In un libro gigantesco come il Manuale, come ha lavorato in fase di sceneggiatura?
Ho scelto storie in relazione ad un aspetto del romanzo: la poliedricità. Volevo che nel film vi fosse la stessa varietà di generi e toni che accompagna il romanzo, selezionando racconti che variassero dall’esoterismo all’erotismo, dalla cabalistica al realismo. In secondo luogo ho scelto una serie di storie che in qualche modo avessero come tema comune l’evoluzione. Ciò che vive il protagonista è in tutto e per tutto una storia di formazione, un viaggio iniziatico nel quale crescerà imbattendosi in diverse avventure. Inoltre, ho cercato di mantenere il tono ironico che pervade tutto il romanzo. Questo si vede in particolare nel segmento del matematico che cerca di raccontare la scienza con i sentimenti.
Come ha il scelto il protagonista, Nahuel Perez?
Abbiamo girato il film prima che Nahuel recitasse in 120 battiti al minuto (film di Robin Campillo presentato a Cannes nel 2017) e quindi ancora non lo conoscevo come attore. Nel romanzo il personaggio di Alfonso, nonostante sia un adulto, viene descritto come un adolescente imberbe. Guardando le foto degli attori che mi avevano gli agenti ho subito notato Nahuel, l’abbiamo provinato ed era perfetto per la parte.
Credo inoltre che Alfonso sia Don Chisciotte prima di realizzare di esserlo.
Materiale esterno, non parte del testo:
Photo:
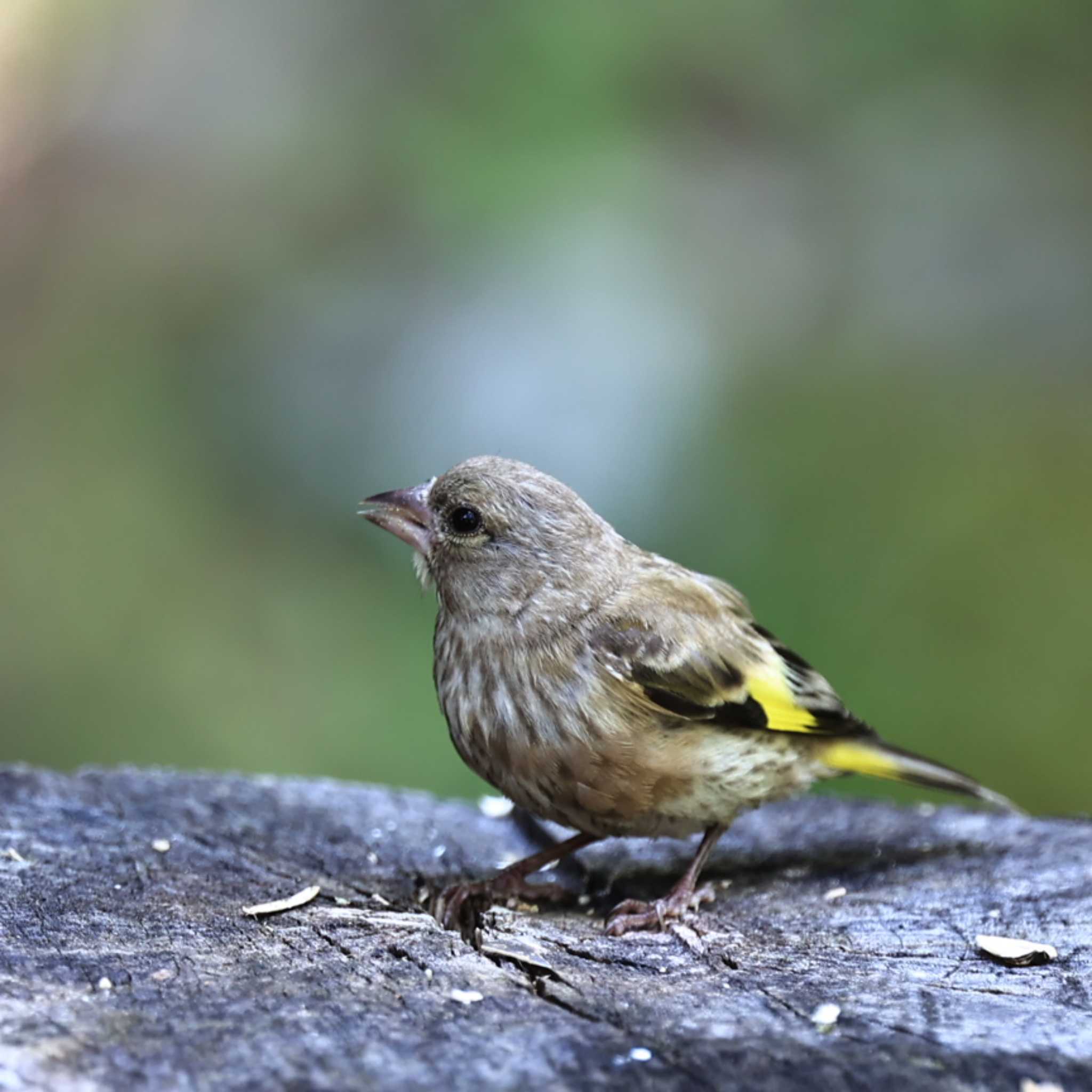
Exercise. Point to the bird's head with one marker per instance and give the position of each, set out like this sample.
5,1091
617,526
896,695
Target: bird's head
496,535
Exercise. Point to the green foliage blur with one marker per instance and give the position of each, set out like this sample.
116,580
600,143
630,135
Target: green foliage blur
798,295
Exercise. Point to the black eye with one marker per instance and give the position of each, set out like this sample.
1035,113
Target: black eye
464,520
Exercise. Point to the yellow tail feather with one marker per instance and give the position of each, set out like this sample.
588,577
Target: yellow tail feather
877,759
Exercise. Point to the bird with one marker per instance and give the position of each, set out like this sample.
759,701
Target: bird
609,689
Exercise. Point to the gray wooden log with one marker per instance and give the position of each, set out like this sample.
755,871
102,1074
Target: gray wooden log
124,967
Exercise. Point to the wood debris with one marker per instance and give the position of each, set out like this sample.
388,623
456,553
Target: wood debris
1014,952
279,905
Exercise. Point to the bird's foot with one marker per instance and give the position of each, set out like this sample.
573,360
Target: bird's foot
633,914
461,905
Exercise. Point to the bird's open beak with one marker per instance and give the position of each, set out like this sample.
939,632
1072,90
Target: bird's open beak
404,512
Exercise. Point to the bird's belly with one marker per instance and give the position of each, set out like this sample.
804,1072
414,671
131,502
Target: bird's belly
673,782
549,742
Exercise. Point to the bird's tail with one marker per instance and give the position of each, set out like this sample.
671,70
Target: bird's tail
877,759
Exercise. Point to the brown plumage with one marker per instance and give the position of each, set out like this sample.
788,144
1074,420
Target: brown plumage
607,688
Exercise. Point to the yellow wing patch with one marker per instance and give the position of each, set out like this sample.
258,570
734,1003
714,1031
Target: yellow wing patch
782,712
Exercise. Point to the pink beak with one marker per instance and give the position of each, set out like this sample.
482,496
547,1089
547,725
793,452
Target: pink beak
404,512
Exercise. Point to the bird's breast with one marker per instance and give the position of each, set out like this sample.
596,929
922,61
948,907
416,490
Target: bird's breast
550,732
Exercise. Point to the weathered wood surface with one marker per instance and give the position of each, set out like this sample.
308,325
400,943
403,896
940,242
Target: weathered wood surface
355,991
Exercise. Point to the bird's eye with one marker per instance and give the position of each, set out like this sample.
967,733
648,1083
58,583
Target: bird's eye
464,520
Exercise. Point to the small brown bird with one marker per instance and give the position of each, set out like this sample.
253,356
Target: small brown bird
609,689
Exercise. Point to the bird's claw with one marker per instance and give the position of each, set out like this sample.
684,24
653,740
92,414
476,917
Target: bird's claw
461,905
633,914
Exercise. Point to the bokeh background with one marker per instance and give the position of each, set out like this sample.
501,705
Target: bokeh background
797,294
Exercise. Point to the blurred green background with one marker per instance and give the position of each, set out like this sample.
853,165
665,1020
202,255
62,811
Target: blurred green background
799,295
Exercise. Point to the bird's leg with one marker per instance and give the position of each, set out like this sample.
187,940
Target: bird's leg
460,904
635,914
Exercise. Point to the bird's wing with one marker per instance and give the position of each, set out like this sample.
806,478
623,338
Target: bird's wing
727,672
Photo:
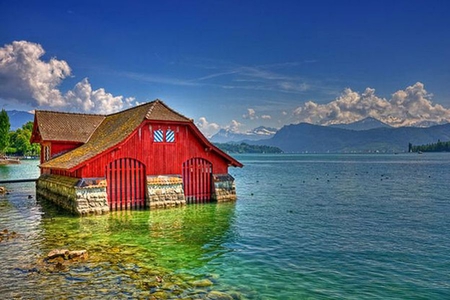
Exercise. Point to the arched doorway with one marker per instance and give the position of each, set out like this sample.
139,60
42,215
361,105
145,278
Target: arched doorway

Il legame per me è chiarissimo, anche se non l’ho messo in rilievo. L’arrivo di Alfonso alla fattoria è parente di quello di Don Chisciotte alle locanda.
Spesso nel suo film uso lo scavalcamento di campo e le carrellate. Per quale motivo ha adottato uno stile così ricercato?
Credo che attualmente stiamo usando il 5% delle potenzialità del cinema. Non parlo in termini tecnologici, ma puramente stilistici. Per questo mi piace sperimentare con movimenti di macchina elaborati e fuori dal normale. Inoltre, volevo restituire il gusto barocco del romanzo e dei suoi luoghi.
Inoltre, penso che il cinema si stia attenendo eccessivamente a certi crismi e a certi dettami televisivi dai quali deve uscire. Fare un film significa avere tante possibilità espressive.